ARIAD Pharmaceuticals, Inc. (NASDAQ: ARIA) today announced the initial clinical results on its investigational, tyrosine-kinase inhibitor, AP26113, in patients with advanced non-small cell lung cancer (NSCLC) from an ongoing Phase 1/2 trial. The study provides compelling clinical evidence of the anti-tumor activity of AP26113 at multiple dose levels in patients with anaplastic lymphoma kinase positive (ALK+) NSCLC and initial clinical evidence of anti-tumor activity in patients with epidermal growth factor receptor mutant (EGFR-m) NSCLC. The results are being presented this morning at the ESMO 2012 Congress of the European Society for Medical Oncology being held in Vienna, Austria.
Patients enrolled in the trial have advanced solid tumors that were refractory to available therapies or had no standard or curative treatment available to them. The primary objectives of the Phase 1 portion of the trial are to determine the maximum tolerated dose (MTD) and the recommended dose for further study of AP26113 and to characterize its safety and preliminary anti-tumor activity. The trial uses an open-label, dose-escalating design. Anti-tumor activity was determined by serial CT scans using RECIST criteria.
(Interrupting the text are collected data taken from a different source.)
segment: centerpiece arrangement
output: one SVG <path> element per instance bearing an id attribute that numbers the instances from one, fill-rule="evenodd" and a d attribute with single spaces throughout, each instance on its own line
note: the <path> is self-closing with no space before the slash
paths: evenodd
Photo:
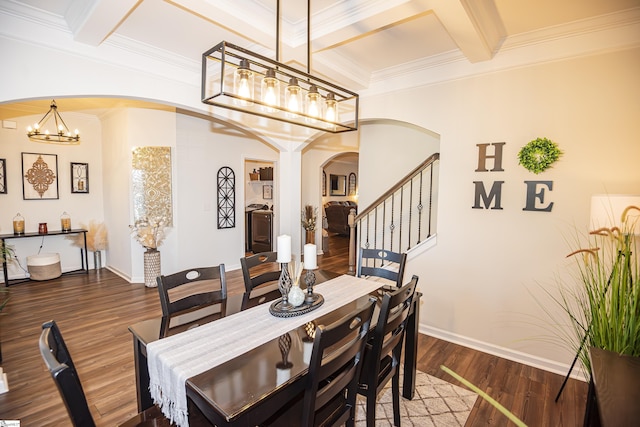
<path id="1" fill-rule="evenodd" d="M 304 247 L 304 263 L 292 262 L 291 236 L 278 236 L 278 257 L 280 263 L 280 278 L 278 289 L 282 298 L 274 301 L 269 307 L 269 312 L 276 317 L 300 316 L 320 307 L 324 303 L 322 295 L 313 292 L 315 274 L 313 270 L 318 268 L 316 245 L 306 244 Z M 307 270 L 305 284 L 306 294 L 300 287 L 302 270 Z"/>

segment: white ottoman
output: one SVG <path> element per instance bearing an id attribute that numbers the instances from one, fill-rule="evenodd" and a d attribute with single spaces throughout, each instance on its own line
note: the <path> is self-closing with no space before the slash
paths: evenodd
<path id="1" fill-rule="evenodd" d="M 27 257 L 31 280 L 50 280 L 60 277 L 60 254 L 38 254 Z"/>

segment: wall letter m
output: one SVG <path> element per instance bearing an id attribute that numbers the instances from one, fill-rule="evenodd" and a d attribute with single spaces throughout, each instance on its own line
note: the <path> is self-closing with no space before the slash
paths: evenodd
<path id="1" fill-rule="evenodd" d="M 473 184 L 475 185 L 475 202 L 473 204 L 473 209 L 502 210 L 500 203 L 502 198 L 502 184 L 504 184 L 504 181 L 494 181 L 488 195 L 482 181 L 473 181 Z M 484 207 L 480 206 L 480 199 L 484 202 Z M 492 201 L 494 202 L 493 207 L 489 208 Z"/>

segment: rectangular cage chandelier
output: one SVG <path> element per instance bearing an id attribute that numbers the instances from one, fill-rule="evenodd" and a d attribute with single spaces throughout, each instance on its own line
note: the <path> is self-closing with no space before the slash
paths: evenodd
<path id="1" fill-rule="evenodd" d="M 226 41 L 202 54 L 201 98 L 325 132 L 358 129 L 357 93 Z"/>

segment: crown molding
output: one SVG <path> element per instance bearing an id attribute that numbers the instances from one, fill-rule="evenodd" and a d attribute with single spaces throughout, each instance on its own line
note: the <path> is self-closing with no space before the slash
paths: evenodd
<path id="1" fill-rule="evenodd" d="M 376 71 L 361 96 L 469 78 L 510 68 L 640 46 L 640 8 L 508 37 L 493 59 L 470 63 L 458 50 Z"/>

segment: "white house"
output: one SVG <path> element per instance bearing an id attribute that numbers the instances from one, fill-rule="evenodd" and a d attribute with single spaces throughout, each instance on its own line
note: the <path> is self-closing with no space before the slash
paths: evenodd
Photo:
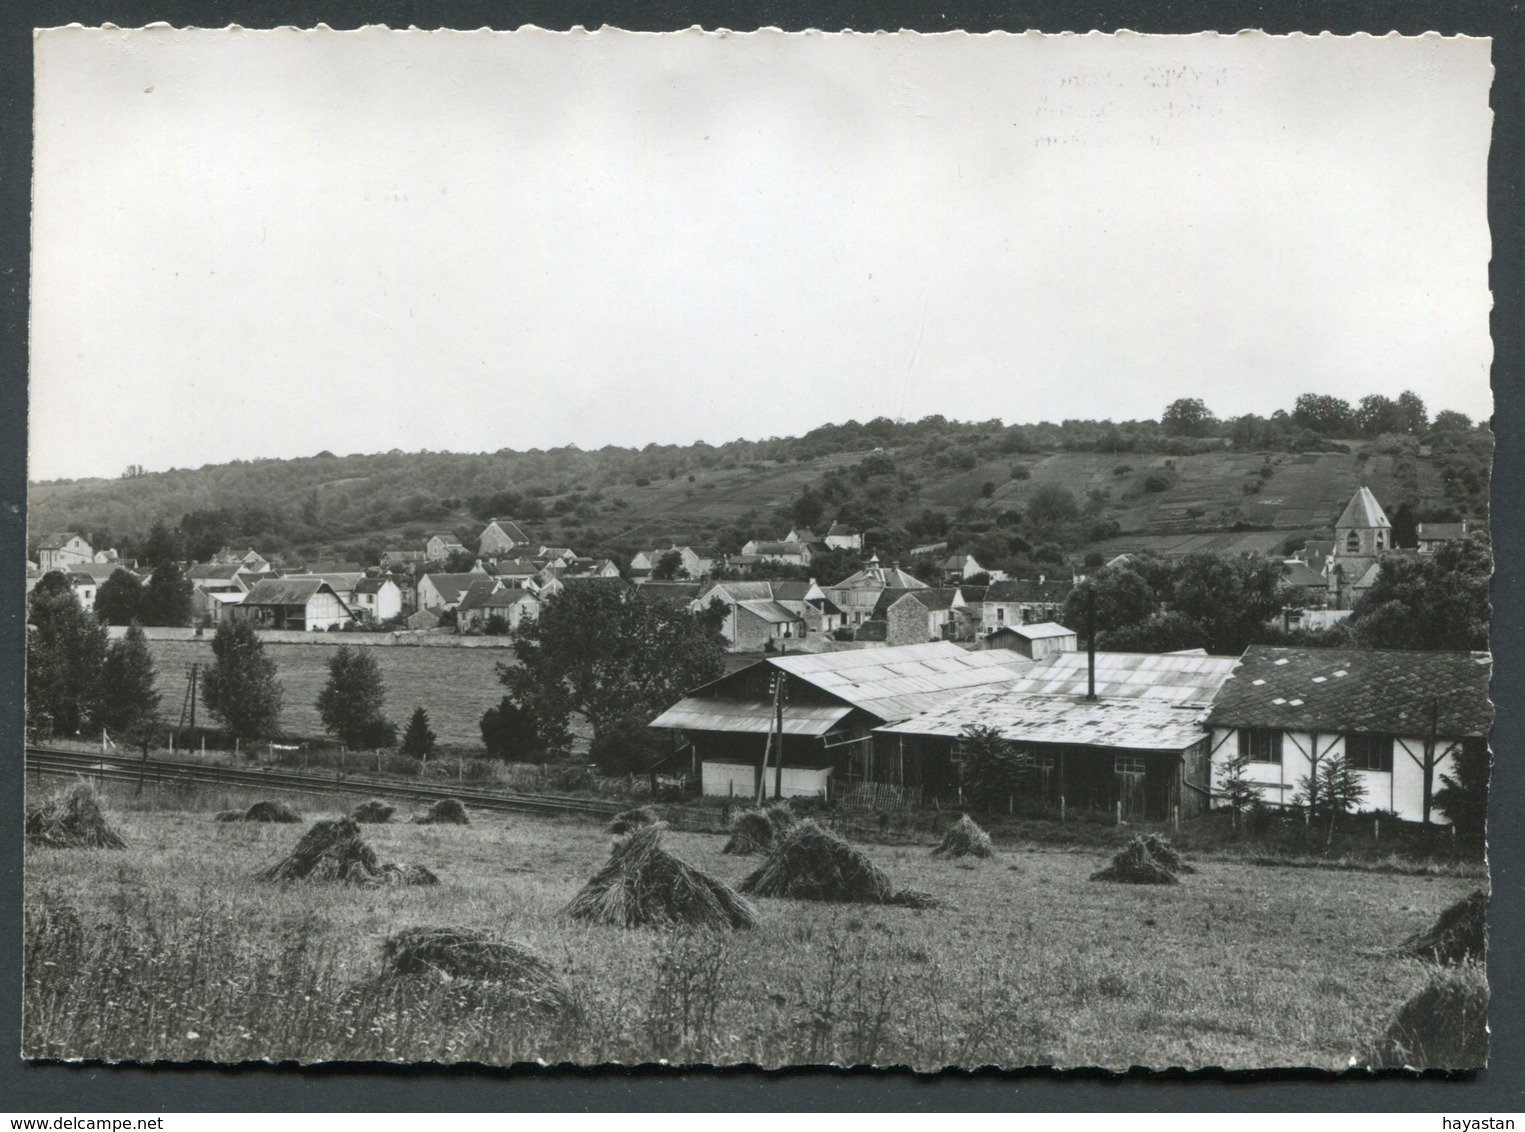
<path id="1" fill-rule="evenodd" d="M 452 554 L 464 551 L 466 547 L 461 540 L 454 535 L 433 534 L 424 543 L 424 554 L 430 562 L 443 562 Z"/>
<path id="2" fill-rule="evenodd" d="M 490 519 L 477 536 L 477 553 L 488 559 L 504 558 L 529 544 L 529 536 L 512 519 Z"/>
<path id="3" fill-rule="evenodd" d="M 402 612 L 402 590 L 391 578 L 362 578 L 355 583 L 354 595 L 355 613 L 370 621 L 389 621 Z"/>
<path id="4" fill-rule="evenodd" d="M 68 573 L 71 566 L 93 561 L 95 551 L 90 544 L 73 531 L 54 531 L 44 535 L 37 544 L 37 565 L 41 572 L 62 570 Z"/>
<path id="5" fill-rule="evenodd" d="M 804 539 L 814 542 L 814 539 Z M 826 545 L 832 550 L 862 550 L 863 532 L 855 531 L 846 523 L 833 523 L 826 531 Z"/>
<path id="6" fill-rule="evenodd" d="M 1315 767 L 1343 755 L 1366 788 L 1363 808 L 1422 821 L 1426 779 L 1433 793 L 1457 751 L 1487 742 L 1491 667 L 1485 653 L 1252 647 L 1207 718 L 1214 783 L 1244 754 L 1261 797 L 1288 805 Z"/>
<path id="7" fill-rule="evenodd" d="M 349 606 L 322 578 L 295 575 L 258 583 L 244 600 L 230 606 L 240 620 L 259 629 L 338 629 L 353 619 Z"/>
<path id="8" fill-rule="evenodd" d="M 505 586 L 488 591 L 472 587 L 456 607 L 455 627 L 458 632 L 481 631 L 493 617 L 501 617 L 509 632 L 519 628 L 525 620 L 533 621 L 540 615 L 540 599 L 529 590 Z"/>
Thirty-four patients have been enrolled to date in the study in six dose-cohorts ( i.e., 30, 60, 90, 120, 180 and 240 mg administered orally once daily). Nineteen patients currently remain on study, with 16 at the three highest dose levels.
Twenty-nine of the patients enrolled to date in the study have NSCLC: 14 who are ALK+ and 11 who are EGFR-m. More than two-thirds of these patients failed three or more regimens of prior treatment, including both targeted therapies and chemotherapy.“The initial findings from this ongoing study show that AP26113 has impressive anti-tumor activity in ALK+ NSCLC patients, who are either naïve or resistant to crizotinib,” stated Scott Gettinger, M.D., Associate Professor of Medicine at Yale School of Medicine, the study’s presenter at ESMO. “At the same time, it is encouraging to see a partial response in a patient with EGFR-mutant lung cancer and acquired resistance to erlotinib in the Phase 1 dose-escalation portion of the trial.”